Creating Accessible PowerPoint Presentations
The following information is meant to help in the creation of accessible PowerPoint presentations so the content is available to all users. PowerPoint presentations tend to be very visual so for those with low vision or using screen readers, accessibility is key. Many of the concepts covered here can also be found in Creating Accessible Word Documents.
- Using a larger font size will help those with low vision or certain learning disabilities more clearly see the text. 28 point font or larger is recommended.
- Try to reduce the reading load by keeping the slides simple and to the point. Following the "six by six" rule, which is no more than six words across and six lines down, allows for information to be more effectively conveyed to all users.
- The "Office Theme" is an accessible slide design created with accessible colors, contrasts, and fonts and allows screen readers to more easily read slide content. Themes can be selected in the Design tab in the ribbon.
- Use the pre-defined slide layouts provided in the selected theme. These layouts ensure the content is accessible to those using assistive technology even if converted to HTML or PDF.
Slide titles act as a way to navigate through the presentation using a screen reader and also provide information about the content of each slide. Slide titles should each be unique and specific to each given slide. If you want a title to be invisible on a slide but still voiced by the screen reader, do the following:
- On the Home tab in the ribbon, select the [Arrange] button and choose Selection Pane.
- In the Selection Pane, click the eye icon beside each title to hide or reveal it.
Screen readers read through content on a slide in a certain order, including the title, text, and alt text. To ensure the slide contents are read in the order intended, set the reading order by doing the following:
- On the Home tab in the ribbon, select the [Arrange] button then choose Selection Pane.
- The Selection Pane lists the objects on the slide in reverse order meaning a screen reader will read the content beginning with the last list item and ending with the first list item.
- To change the reading order, drag the items to the desired order.
Avoid using text boxes on slides as they appear as graphic elements to screen readers and the content may be inaccessible. This is true if the slides are converted to HTML or PDF as well.
Adding alt text to all visual elements in a presentation allows those using screen readers to understand and access the content more readily and effectively. Decorative elements do not need to contain alt text, but any visual element containing content relevant to the presentation should. Alt text should, when possible, be short and to the point.
Adding Alt Text to Images
Best practices for adding alt text to images is the same as for Word Documents.
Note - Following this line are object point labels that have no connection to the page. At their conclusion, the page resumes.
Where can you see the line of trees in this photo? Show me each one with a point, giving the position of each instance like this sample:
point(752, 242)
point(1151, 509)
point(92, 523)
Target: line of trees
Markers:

Adding Alt Text to SmartArt
- Right click on the SmartArt graphic.
- Select the Format tab from the ribbon, and then select Format Pane.
- In the right pane, select Size & Properties from the "Shape Options" tab, then Alt Text.
- Type the alt text in the Description field along with a title. It is recommended to keep alt text to 125 characters or fewer as most screen readers break text up into blocks of 125 characters. For especially complex charts or equations, a link to an extended text description should be used.
Adding Alt Text to Shapes, Charts or Tables
The steps for adding alt text to shapes, charts or tables are the same as above for SmartArt.
Audio and Video
To make audio and video resources accessible, make sure there are captions provided with the media and if possible, a transcript as well.
Tables and Lists
Best practices for creating tables and lists are the same as for Word Documents.
Steps for using the Accessibility Checker are the same as for Word Documents.